Tocantins expande Centro de Comércio Popular para mais de 40 municípios
Governo leva projeto de inclusão produtiva a cidades do interior com objetivo de fortalecer pequenos comerciantes

O governador Wanderlei Barbosa avança na implantação do Centro de Comércio Popular em mais de 40 municípios tocantinenses, uma iniciativa que promete transformar a realidade econômica de pequenos comerciantes espalhados pelo estado.

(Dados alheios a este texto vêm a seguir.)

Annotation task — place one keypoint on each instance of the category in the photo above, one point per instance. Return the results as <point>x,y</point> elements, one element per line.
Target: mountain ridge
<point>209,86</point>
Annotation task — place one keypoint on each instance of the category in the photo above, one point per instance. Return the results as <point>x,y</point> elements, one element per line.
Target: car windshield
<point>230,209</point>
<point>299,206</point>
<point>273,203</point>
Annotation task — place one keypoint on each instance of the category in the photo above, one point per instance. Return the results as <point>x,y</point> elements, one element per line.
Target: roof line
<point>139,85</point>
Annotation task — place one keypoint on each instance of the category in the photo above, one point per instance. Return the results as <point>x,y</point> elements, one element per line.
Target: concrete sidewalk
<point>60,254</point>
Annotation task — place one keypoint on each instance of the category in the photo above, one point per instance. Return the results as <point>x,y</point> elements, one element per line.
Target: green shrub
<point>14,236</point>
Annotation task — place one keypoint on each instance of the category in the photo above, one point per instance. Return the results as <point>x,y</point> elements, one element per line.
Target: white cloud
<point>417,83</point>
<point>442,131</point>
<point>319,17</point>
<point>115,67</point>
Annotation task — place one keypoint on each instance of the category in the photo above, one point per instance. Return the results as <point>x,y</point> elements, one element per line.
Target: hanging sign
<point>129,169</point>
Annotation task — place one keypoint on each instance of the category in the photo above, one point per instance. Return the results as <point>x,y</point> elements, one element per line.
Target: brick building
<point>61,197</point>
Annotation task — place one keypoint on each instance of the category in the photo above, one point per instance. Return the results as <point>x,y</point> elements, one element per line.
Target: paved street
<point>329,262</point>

O projeto nasceu da necessidade urgente de criar espaços onde vendedores informais e microempresários pudessem trabalhar com segurança jurídica e infraestrutura mínima. No Tocantins, onde grande parte da população ainda depende do comércio local e da economia informal, a medida chega em momento crítico. Palmas, Araguaína, Gurupi e outras cidades maiores já sofrem com a falta de estrutura adequada para este segmento. Nas cidades menores, a situação é ainda mais aguda: vendedores ambulantes trabalham em ruas, sem acesso a água, energia ou segurança.
Segundo a gestão estadual, os Centros de Comércio Popular funcionarão como estruturas modulares — espaços compartilhados onde pequenos negociantes podem alugar bancas ou lojinhas por valores acessíveis. A ideia é replicar um modelo que já funciona em outras regiões do país, adaptando-o à realidade tocantinense. Isso significa que um vendedor de roupas em Porto Nacional, por exemplo, teria acesso a um local com energia, água, segurança e possibilidade de formalização, sem precisar investir sozinho em uma estrutura própria.
Wanderlei Barbosa enquadra a iniciativa como parte do compromisso da gestão com inclusão produtiva. Para o governo, trata-se de abrir caminhos para que trabalhadores de baixa renda consigam se estruturar melhor, gerar renda digna e contribuir com os impostos municipais. Cada centro criado representaria, em tese, dezenas de novos postos de trabalho formalizados.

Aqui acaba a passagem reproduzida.